Deputy Bernard Flouquet:  “If we wish to play some form of game of semantics then I will change that and put it this way.

The people of Guernsey who are going to engage in the consultation over this subject will indicate to us as a Board, and the data will be available for everyone to see, not just members of this Assembly, but everyone wants to look at it, can see the data that we accumulate over this process, and that will indicate to us as a Board which way the population of Guernsey wishes to travel on this issue, and of course the final decision will be made in this Assembly.  I hope that suits the Deputy putting it in that fashion but if he wants a different version I can give him a different one.

Deputy Jan Kuttelwascher: “Approved.”

Deputy Bernard Flouquet: “I am sorry I missed that.”

Deputy Jan Kuttelwascher: “I just said approved.”

Deputy Bernard Flouquet: “Thank you very much.  Thank you.”

To listen to Deputy Bernard Flouquet’s speech please click on the MP3 file.  IMPORTANT: For some technical reason this audio file does not currently work using the FireFox web browser but it should work using Safari or Internet Explorer.

2 Responses to “Deputy Flouquet cannot give an assurance that massburn incineration won’t be an option for treating Guernsey’s solid waste”

  1. rosie dorey

    I have had to read this through several times to make head or tale of it and I have to confess that I am still struggling.

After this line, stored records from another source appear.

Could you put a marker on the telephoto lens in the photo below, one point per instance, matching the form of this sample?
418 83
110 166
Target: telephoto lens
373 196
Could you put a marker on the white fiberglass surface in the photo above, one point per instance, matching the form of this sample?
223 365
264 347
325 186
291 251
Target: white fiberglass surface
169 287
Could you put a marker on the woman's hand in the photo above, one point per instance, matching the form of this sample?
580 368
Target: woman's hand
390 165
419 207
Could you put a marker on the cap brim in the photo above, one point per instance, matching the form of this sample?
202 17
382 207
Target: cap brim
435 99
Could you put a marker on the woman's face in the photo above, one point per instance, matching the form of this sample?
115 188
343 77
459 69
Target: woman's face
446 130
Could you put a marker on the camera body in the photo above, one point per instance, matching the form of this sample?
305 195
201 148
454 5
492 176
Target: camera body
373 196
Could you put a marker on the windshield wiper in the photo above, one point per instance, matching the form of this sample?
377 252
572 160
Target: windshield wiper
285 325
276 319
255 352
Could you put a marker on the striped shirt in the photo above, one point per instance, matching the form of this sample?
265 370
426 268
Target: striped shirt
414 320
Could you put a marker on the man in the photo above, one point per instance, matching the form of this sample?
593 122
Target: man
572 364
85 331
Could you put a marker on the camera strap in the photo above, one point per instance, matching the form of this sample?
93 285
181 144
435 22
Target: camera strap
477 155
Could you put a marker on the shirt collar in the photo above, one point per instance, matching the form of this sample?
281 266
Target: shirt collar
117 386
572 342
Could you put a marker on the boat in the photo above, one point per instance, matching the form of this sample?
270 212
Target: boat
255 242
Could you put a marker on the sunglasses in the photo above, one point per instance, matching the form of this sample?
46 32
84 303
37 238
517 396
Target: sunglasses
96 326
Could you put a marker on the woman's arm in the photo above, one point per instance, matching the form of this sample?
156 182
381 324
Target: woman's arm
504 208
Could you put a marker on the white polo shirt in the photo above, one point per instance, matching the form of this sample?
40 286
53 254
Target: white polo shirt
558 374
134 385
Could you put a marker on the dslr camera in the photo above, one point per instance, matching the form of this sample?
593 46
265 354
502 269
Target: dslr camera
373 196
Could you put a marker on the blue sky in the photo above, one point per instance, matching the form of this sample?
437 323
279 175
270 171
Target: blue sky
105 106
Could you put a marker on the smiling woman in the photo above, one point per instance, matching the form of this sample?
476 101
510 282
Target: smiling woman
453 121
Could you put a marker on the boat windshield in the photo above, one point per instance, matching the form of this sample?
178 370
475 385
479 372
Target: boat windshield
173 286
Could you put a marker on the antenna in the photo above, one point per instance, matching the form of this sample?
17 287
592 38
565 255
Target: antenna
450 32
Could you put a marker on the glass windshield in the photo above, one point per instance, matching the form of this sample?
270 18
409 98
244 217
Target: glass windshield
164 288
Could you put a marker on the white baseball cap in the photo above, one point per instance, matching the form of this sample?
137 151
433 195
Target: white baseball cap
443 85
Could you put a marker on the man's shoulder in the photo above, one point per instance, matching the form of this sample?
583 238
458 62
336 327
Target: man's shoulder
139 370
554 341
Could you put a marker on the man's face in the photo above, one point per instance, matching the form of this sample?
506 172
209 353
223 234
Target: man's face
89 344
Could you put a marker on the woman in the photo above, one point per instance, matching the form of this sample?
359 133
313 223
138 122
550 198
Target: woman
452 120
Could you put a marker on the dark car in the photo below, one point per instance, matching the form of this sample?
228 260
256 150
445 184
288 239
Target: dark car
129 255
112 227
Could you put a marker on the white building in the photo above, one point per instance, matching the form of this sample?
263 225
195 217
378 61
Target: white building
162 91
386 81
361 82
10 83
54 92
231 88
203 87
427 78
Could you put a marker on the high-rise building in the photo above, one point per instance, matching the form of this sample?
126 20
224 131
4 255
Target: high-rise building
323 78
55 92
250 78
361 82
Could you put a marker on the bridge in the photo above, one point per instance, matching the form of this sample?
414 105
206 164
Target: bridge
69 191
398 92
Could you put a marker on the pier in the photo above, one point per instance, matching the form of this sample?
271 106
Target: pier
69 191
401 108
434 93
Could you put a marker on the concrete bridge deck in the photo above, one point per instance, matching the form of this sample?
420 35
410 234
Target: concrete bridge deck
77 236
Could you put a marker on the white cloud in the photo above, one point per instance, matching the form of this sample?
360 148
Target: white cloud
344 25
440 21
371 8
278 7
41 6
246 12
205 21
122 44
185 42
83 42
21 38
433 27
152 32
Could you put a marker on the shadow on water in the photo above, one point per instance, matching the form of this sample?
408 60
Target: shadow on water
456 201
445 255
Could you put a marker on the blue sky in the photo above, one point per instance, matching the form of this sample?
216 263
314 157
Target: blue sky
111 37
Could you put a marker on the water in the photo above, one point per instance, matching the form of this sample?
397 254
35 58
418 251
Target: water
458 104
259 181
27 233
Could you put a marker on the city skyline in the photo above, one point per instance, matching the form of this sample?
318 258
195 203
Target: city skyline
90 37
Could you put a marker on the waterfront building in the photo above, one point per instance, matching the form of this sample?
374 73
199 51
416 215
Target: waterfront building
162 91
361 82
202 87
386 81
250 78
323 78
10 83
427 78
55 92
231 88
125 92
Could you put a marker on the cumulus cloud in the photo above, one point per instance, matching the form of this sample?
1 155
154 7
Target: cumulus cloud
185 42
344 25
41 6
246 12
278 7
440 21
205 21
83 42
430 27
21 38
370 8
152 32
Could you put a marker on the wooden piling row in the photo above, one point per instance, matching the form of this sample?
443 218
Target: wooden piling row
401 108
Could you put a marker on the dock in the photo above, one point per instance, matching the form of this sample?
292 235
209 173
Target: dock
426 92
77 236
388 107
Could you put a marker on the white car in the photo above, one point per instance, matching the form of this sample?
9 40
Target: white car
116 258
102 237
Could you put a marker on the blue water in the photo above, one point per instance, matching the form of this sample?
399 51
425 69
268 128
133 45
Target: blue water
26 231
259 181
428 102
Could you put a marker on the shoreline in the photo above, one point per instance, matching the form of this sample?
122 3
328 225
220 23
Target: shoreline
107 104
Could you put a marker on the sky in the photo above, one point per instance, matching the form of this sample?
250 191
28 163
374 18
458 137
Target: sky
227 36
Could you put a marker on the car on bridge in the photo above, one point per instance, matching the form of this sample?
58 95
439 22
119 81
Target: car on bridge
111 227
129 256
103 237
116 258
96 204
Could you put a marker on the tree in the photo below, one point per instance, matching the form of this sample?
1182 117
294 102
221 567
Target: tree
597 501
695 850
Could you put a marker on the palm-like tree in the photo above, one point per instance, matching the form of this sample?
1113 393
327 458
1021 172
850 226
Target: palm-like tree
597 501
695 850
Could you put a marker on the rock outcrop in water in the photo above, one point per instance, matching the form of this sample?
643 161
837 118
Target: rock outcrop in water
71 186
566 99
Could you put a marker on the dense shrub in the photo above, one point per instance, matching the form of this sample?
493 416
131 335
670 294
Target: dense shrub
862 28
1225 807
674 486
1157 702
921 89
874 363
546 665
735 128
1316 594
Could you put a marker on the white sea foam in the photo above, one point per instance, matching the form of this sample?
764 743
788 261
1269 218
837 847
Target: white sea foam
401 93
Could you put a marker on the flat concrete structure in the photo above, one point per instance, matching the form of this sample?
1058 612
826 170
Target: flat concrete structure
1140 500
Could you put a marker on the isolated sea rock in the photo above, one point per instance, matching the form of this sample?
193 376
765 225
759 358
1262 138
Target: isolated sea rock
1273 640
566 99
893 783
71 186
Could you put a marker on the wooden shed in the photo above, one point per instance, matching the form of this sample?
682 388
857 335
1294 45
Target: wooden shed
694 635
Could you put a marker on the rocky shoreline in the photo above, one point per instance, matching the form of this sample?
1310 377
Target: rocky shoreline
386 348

    What I do see though, is that Dep Flouquet says that they have always had the waste heirachy at “the centre of our thinking through all waste issues over the last 8 years”. And yet it did not stop them coming up with mass-burn incineration twice. Which Waste Heirachy were they following? Presumedly, this means that nothing has changed since pre Lurgi / Suez and now. And we are not meant to be worried?

    If he and the rest of his board, (the majority of who voted for Suez) really DO believe in the Waste Heirachy as the primary driver in a Waste Strategy, why on earth would they not vote for Dep Dudley Owen’s ammendment to ensure that it is followed?? I see nothing in this speech that explains that to me.

  2. Denis White

    I did not personally hear the debate but having read the above transcript (if it really is a true transcript!) then I can understand why Rosie had a problem understanding it!
    I certainly cannot and I find myself wandering what the PSD minister is really thinking?

    Perhaps he is thinking that a small incinerator could be part of the solution (hopefully not!) but instead of waffling on about Jersey and other irrelevant asides in such a muddled fashion why doesn’t he just stand aside and allow Deputy Ogier to represent PSD in his usual informed and eloquent style?!

    In that way I feel certain PSD would at least adhere to the spirit of the Waste Hierarchy.

    Better still for us all and PSD, just resign and let Ogier take over!